On movement, cryptokinography, modern animation, and the visual/emotional instincts of The Girl Without Hands
The Girl Without Hands Gkids
Director: Sébastien Laudenbach
Screenplay: Sébastien Laudenbach, based on the Brothers Grimm story
Starring: Anaïs Demoustier, Jérémie Elkaïm, Philippe Laudenbach, Sacha Bourdo, Olivier Broche and Françoise Lebrun
Not rated / 1 hour, 16 minutes / 1.85:1
Limited release
(out of four)
The Girl Without Hands is an act of pure intuition - not just a fluid expression of its state of mind but one of endless spontaneity. In its every frame, it feels like it's creating itself - by moods and impulses. One image breathes the next into existence, one after the other. At times this is almost literal - such as a scene of the eponymous young woman lying on the ground, hair tumbled beneath her head, materializing and dissolving and materializing again, to the very rhythm of breathing itself, as if her breath is what gives her physical form at all.
The entire film behaves this way. It rises and falls like a steady breath, an anxious pulse, an irregular heartbeat. That it's a faithful retelling of a familiar Brothers Grimm story (told many times before, with various names in varied forms) makes its looseness and unpredictability all the more remarkable. It feels, moment to moment, so untethered to expectation or formula, even if you know the story, you can almost be convinced it's simply improvising and experimenting as it goes along. Every moment is a kind of surprise - an emotional response more than a narrative choice, an instinct rather than a plot development. It reveals only what it needs to, only when it must. It is a beautiful enigma, captivating as much for the emotional wounds it exposes as for what it conceals. (In much the same way that people who express themselves judiciously are almost invariably more interesting than those who insist on telling everyone how they feel every second of every day, each gesture in Girl has considerably more impact than do the bigger, brighter animated films that go out of their way to fill in every detail, emotional or otherwise.)
While sophisticated computer animation - and all the technological possibilities it offers - is understandably de rigueur at the major studios, the very best of modern animation still comes, more often than not, in other forms. Hand-drawn, stop-motion, or non-traditional digital work (i.e. Hertzfeldt's World of Tomorrow). The Girl Without Hands - hand-drawn by writer/director Sébastien Laudenbach - is yet another example, one of the most vibrant and singular pieces of animated filmmaking to come along in recent years, mysterious and dreamlike in the way its images propel one another. The film's effect - which is so reliant on the way it moves, and in its splashes of unexpected strokes and colors - makes even more sense when you know a bit about some of the visual principles Laudenbach is working with. His work here is rooted in concepts of cryptokinography - you can see some terrific examples and exercises here - in which images only make sense in motion. Watching Girl, you can see the way Laudenbach's compositions take shape specifically through movement.
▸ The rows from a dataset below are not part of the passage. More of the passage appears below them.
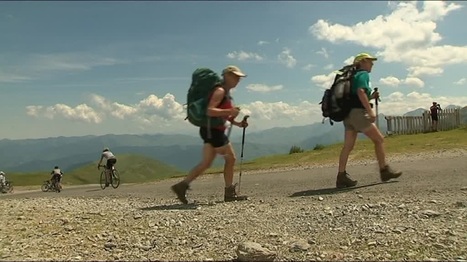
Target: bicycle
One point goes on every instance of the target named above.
(113, 180)
(7, 188)
(49, 186)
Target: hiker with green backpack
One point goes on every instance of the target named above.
(209, 106)
(360, 119)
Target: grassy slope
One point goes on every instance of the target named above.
(401, 144)
(132, 169)
(138, 169)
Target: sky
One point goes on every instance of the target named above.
(77, 68)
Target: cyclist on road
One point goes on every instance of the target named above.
(111, 161)
(56, 176)
(2, 178)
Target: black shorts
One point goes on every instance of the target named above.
(111, 162)
(217, 139)
(56, 177)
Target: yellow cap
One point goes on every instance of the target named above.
(363, 56)
(233, 69)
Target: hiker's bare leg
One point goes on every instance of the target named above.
(350, 136)
(209, 153)
(378, 140)
(229, 156)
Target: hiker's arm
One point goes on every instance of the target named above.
(362, 95)
(216, 99)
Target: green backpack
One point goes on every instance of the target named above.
(203, 83)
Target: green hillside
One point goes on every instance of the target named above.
(364, 149)
(132, 169)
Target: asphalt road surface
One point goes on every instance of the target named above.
(439, 175)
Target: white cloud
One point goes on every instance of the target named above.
(151, 109)
(414, 82)
(167, 115)
(81, 112)
(6, 77)
(349, 60)
(390, 81)
(461, 81)
(324, 81)
(262, 88)
(286, 58)
(415, 46)
(323, 52)
(409, 81)
(242, 56)
(308, 67)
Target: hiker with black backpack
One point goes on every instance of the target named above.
(361, 118)
(209, 106)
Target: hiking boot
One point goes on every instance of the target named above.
(180, 190)
(231, 194)
(344, 180)
(388, 173)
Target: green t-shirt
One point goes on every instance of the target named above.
(361, 79)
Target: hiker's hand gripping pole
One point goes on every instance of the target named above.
(245, 118)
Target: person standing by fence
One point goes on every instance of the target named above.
(434, 116)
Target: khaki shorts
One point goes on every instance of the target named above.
(357, 120)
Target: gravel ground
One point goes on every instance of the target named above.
(294, 214)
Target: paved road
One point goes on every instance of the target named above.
(442, 175)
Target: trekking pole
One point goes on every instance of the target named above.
(241, 154)
(376, 105)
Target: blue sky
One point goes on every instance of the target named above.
(80, 68)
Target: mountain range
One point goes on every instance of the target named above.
(179, 151)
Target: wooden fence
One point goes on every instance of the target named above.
(401, 125)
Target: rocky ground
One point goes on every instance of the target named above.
(291, 215)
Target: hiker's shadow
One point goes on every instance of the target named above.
(333, 190)
(189, 206)
(93, 190)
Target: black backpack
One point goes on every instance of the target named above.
(336, 101)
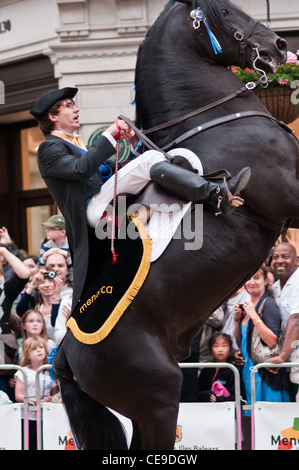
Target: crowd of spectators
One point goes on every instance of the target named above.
(35, 303)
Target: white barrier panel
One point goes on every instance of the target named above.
(57, 434)
(11, 432)
(276, 426)
(206, 426)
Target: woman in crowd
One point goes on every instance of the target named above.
(260, 312)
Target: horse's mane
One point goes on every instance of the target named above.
(212, 8)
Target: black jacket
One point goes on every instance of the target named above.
(72, 178)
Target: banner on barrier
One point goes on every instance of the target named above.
(206, 426)
(57, 434)
(11, 433)
(276, 426)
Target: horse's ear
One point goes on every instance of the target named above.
(188, 2)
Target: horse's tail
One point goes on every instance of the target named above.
(93, 425)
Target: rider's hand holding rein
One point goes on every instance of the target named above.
(122, 127)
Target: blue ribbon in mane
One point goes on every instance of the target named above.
(199, 16)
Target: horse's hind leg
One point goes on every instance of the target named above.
(158, 424)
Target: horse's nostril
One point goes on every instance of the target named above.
(282, 45)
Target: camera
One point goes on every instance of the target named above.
(49, 275)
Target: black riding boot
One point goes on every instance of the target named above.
(192, 187)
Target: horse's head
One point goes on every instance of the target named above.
(229, 36)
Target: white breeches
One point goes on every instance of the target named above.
(131, 179)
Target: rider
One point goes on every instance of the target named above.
(70, 170)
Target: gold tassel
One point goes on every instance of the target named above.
(125, 301)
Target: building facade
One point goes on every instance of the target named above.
(89, 44)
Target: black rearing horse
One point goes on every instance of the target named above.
(135, 369)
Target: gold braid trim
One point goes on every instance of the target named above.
(125, 301)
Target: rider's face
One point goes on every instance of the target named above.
(67, 119)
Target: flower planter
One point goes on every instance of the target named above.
(278, 102)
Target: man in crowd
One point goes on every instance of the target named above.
(286, 294)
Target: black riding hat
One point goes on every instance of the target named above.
(47, 100)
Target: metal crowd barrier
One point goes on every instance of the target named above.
(25, 406)
(254, 371)
(196, 365)
(213, 365)
(39, 405)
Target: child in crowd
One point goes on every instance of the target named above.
(34, 356)
(217, 385)
(33, 324)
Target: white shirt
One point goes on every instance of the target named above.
(287, 298)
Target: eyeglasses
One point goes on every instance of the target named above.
(33, 321)
(68, 105)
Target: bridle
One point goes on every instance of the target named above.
(244, 39)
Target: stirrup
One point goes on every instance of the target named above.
(232, 201)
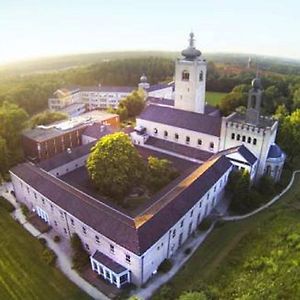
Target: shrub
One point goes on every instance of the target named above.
(43, 241)
(165, 266)
(80, 257)
(56, 239)
(187, 251)
(6, 205)
(49, 257)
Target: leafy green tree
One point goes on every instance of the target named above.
(289, 135)
(115, 166)
(193, 296)
(4, 158)
(232, 101)
(134, 103)
(80, 258)
(47, 117)
(160, 172)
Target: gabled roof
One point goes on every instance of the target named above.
(243, 151)
(182, 119)
(137, 233)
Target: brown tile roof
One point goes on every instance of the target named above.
(135, 234)
(182, 119)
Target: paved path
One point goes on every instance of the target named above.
(63, 259)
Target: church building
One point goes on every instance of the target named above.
(176, 124)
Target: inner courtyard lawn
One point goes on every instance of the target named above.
(23, 273)
(214, 98)
(258, 258)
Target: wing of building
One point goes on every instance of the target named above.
(177, 124)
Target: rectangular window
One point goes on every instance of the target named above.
(112, 248)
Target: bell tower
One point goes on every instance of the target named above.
(254, 102)
(190, 79)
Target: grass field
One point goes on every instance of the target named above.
(213, 98)
(257, 258)
(23, 274)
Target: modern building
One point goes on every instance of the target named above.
(44, 142)
(129, 246)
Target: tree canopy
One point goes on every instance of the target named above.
(115, 166)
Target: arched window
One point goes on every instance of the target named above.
(253, 101)
(185, 76)
(201, 76)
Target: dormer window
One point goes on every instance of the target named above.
(185, 76)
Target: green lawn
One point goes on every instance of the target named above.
(258, 258)
(23, 274)
(213, 98)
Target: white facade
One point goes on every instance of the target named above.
(257, 140)
(141, 268)
(190, 81)
(181, 136)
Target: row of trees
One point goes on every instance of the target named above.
(12, 121)
(115, 167)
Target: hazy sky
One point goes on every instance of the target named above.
(34, 28)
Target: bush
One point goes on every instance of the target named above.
(49, 257)
(43, 241)
(6, 205)
(187, 251)
(57, 239)
(80, 257)
(165, 266)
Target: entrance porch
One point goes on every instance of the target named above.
(109, 269)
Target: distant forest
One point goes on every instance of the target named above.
(30, 88)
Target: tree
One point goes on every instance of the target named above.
(232, 101)
(115, 166)
(80, 257)
(160, 172)
(239, 188)
(289, 135)
(134, 103)
(4, 159)
(47, 117)
(193, 296)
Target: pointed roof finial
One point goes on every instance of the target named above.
(191, 53)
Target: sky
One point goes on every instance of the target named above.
(41, 28)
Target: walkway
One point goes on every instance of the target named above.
(63, 259)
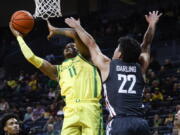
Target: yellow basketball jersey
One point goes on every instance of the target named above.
(79, 79)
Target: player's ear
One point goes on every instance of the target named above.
(5, 128)
(117, 54)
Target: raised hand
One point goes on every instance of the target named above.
(15, 32)
(52, 30)
(153, 17)
(73, 23)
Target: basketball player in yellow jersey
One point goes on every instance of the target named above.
(79, 81)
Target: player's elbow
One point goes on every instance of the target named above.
(91, 43)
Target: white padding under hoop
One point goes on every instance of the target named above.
(47, 8)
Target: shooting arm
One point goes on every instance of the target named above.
(148, 37)
(43, 65)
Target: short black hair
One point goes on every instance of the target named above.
(129, 48)
(6, 117)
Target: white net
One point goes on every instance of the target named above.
(47, 8)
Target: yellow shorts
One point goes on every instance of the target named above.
(83, 119)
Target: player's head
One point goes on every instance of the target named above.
(70, 50)
(10, 124)
(128, 50)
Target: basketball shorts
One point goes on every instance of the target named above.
(82, 119)
(128, 126)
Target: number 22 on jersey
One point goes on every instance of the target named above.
(125, 79)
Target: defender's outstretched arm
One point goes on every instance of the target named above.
(152, 20)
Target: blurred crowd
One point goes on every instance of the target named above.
(37, 101)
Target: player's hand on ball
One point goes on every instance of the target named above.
(52, 30)
(153, 17)
(73, 23)
(15, 32)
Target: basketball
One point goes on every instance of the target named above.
(22, 21)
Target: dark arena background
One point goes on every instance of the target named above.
(23, 88)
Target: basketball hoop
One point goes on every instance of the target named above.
(47, 8)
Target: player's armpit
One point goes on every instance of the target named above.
(49, 70)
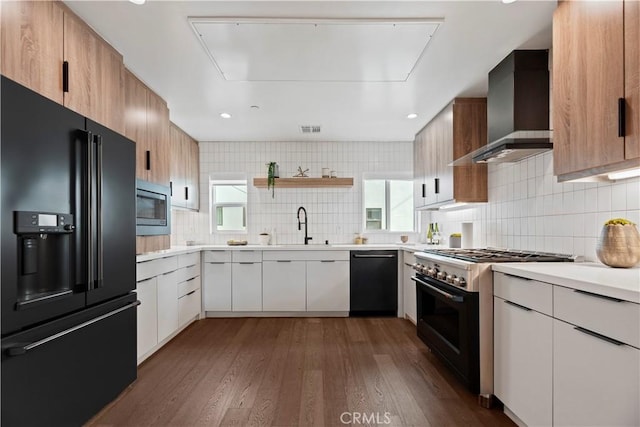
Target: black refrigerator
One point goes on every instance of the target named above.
(68, 262)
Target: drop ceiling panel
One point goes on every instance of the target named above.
(315, 50)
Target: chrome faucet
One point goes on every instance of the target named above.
(306, 239)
He seems to be layering drawings and backgrounds on top of each other - so that there are still plenty of images that are clear and memorable even in still form - so I'm not sure if it's a pure expression of this style*, exactly. Yet there's a noticeable spareness to his outlines (of both character and place), which creates a dazzling effect as shapes, shades and shadows move in and out of place from one frame to the next.
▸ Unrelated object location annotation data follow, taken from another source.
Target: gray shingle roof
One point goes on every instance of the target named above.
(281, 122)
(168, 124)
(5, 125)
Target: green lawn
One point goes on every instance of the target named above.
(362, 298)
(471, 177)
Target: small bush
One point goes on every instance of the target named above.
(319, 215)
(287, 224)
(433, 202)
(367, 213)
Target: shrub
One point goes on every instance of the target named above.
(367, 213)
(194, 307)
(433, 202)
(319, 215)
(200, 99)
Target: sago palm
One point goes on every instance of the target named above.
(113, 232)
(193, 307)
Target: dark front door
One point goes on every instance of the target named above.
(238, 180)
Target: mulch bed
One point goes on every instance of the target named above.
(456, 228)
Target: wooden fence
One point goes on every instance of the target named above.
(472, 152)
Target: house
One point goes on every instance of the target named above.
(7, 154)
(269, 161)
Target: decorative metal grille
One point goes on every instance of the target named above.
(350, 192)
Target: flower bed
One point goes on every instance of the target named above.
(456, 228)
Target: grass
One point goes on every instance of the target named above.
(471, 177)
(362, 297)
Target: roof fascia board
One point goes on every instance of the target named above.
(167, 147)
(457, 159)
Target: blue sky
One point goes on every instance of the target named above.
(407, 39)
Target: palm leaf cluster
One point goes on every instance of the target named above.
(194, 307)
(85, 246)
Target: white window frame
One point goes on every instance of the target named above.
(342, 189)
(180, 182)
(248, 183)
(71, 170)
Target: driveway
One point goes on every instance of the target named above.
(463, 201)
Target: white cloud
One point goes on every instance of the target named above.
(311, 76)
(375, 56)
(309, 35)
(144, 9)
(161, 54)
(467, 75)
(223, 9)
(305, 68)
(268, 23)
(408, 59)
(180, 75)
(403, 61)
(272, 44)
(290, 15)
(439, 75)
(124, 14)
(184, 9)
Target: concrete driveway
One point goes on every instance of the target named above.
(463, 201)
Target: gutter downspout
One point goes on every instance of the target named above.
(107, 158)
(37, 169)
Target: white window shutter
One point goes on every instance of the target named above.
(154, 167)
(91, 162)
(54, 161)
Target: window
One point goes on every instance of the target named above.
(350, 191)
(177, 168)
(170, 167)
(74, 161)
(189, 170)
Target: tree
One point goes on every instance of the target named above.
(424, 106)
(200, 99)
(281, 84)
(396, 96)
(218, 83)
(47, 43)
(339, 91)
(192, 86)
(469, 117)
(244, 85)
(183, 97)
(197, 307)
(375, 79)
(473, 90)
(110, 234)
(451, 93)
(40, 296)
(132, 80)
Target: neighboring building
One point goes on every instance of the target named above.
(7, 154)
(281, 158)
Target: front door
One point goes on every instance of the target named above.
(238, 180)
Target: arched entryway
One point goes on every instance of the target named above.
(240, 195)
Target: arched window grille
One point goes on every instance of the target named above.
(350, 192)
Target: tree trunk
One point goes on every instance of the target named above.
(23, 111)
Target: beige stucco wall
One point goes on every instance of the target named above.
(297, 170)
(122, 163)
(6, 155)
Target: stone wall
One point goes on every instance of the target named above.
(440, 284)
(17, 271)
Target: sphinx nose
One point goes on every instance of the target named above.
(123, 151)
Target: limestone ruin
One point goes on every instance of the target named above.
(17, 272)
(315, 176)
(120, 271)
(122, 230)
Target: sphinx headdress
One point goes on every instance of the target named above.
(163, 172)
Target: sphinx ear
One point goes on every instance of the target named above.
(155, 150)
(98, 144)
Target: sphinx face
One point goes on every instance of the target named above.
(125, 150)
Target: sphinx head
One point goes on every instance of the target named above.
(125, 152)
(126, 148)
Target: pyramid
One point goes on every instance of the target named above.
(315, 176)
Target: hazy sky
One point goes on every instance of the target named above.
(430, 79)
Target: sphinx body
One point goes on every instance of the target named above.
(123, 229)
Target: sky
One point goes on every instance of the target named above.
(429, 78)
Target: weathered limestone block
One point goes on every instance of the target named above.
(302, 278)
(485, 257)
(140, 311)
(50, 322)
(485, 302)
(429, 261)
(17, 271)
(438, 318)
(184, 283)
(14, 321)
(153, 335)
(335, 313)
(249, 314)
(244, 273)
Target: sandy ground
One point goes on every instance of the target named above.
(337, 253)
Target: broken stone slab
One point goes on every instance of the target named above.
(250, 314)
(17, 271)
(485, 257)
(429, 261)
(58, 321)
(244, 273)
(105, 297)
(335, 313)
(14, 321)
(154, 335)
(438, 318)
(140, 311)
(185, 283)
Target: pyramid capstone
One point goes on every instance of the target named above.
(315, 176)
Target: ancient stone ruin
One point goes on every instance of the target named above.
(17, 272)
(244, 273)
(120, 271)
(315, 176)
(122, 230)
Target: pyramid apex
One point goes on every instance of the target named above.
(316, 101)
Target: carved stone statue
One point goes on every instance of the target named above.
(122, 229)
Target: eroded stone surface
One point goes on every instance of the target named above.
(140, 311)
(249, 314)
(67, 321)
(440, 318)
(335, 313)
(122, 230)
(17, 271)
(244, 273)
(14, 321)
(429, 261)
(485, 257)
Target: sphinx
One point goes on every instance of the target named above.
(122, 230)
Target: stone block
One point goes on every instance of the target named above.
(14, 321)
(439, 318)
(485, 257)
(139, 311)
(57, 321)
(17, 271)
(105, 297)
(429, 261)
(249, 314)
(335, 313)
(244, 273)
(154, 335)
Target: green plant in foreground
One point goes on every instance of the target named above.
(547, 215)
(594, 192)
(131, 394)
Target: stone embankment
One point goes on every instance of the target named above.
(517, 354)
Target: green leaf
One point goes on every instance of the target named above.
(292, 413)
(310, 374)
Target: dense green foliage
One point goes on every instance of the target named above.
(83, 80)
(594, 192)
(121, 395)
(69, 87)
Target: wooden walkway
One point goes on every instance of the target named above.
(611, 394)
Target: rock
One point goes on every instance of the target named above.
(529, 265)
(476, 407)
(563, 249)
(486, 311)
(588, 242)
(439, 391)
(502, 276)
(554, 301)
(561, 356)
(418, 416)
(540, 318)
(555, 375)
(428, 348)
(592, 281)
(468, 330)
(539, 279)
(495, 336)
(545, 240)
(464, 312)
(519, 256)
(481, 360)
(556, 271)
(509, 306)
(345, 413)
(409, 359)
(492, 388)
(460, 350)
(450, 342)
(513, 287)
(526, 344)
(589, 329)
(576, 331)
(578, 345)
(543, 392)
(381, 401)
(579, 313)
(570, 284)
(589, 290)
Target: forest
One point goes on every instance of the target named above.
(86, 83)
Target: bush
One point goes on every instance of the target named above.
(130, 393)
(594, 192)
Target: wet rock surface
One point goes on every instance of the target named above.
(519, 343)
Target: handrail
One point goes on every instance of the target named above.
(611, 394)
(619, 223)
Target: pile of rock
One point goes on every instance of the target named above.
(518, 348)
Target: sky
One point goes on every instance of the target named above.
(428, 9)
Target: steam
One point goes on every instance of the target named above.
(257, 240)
* I am nowhere near on expert on the intricacies of cryptokinography, so apologies to anyone more knowledgable than I am if I'm understanding any of it incorrectly.
In that sense of movement, it reminded of certain sequences from Isao Takahata's The Tale of the Princess Kaguya. But those scenes were primarily depictions of genuine action - the title character running, bursting through corridors and grasslands and forests. In this film's case, the movement is a constant, but it's the ideas and emotions and states of mind that are moving - and often rapidly. There isn't really "action," but it damn well feels like there is. Whether in motion or otherwise, each character is little more than a rough physical outline - and sometimes those outlines are reduced only to fragments of their bodies. A pair of hands; a swirl of hair; the hem of a piece of clothing. It's the colors and textures behind them that give them meaning - adornments and context clues that express intangible details so the story doesn't have to. I wish I had the vocabulary to properly describe the color choices Laudenbach makes throughout the film, and all that they convey. Never gaudy, his colors are subdued yet majestic, their intensity sneaking up on us; at times it feels like he's found some magical, unknown hue somewhere between the hues we know and expect.
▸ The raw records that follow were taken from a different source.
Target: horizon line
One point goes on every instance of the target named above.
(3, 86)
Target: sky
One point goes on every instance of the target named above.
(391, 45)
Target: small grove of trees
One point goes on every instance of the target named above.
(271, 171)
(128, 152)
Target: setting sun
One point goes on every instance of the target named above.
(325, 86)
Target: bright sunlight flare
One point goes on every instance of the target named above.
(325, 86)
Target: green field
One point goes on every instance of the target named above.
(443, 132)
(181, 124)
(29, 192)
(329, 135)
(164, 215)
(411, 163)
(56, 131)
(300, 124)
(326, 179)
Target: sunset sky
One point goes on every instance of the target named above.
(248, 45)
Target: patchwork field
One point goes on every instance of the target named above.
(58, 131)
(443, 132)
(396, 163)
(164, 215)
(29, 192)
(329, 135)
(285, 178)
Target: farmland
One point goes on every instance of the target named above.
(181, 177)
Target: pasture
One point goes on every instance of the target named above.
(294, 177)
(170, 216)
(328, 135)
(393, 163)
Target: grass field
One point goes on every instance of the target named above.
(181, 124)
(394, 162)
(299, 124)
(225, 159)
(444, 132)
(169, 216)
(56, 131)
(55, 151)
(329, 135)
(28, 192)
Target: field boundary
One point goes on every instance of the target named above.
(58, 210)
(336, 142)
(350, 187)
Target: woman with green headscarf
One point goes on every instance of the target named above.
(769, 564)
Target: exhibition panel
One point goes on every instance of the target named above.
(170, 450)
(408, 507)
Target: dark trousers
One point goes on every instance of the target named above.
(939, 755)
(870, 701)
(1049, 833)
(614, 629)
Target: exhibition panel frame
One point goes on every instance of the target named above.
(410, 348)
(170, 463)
Not to overdo the reference points, but there's a kinship between Girl's animation style and that of this spring's My Entire High School Sinking into the Sea; this is almost like a better, more grown-up incarnation of some of the same notions that drove High School's impressive hand-drawn experiments.
The malleability and minimalist impulses Laudenbach puts to use are a perfect fit - possibly deliberate, possibly serendipitous - for a story in which truths and true natures are perpetually obscured. A miller takes a deal with a clandestine devil, who offers him riches in exchange for whatever is behind his mill ... not realizing his daughter, at that moment, is back there, innocently lounging in one of the trees in his orchard. The same devil - in a different form - later comes for what rightly belongs to him, only to unpleasantly discover the girl is too pure. When he returns and realizes her purity has persisted, he orders the miller to cut off his daughter's hands. He obliges, but she cries her pure tears all over her remaining stumps, and is once again ruined for her would-be possessor.
Still the demon deceives, in lieu of his expected prize. During wartime, notes sent from the girl to her loving husband - a prince - are savagely altered in ways that break both of their hearts. When intentions and sentiments are expressed clearly, they are received in distortion. When assumptions are made, cosmic twists unfurl. One physical form constantly disguises another. That nothing in the story, and nothing of any character, can ever be taken at face value - at least not when the devil's around, anyway - lends itself to the kinds of bold evocations of truth that Laudenbach conjures so gracefully. As simply drawn as it is elaborately conceived, as much a cave painting as a work of bold expressionism, The Girl Without Hands is a familiar tale made mythic by the simplest of creative strokes. It is the rare movie that feels like a nonstop act of spontaneous invention, its very language coming of age in front of our eyes.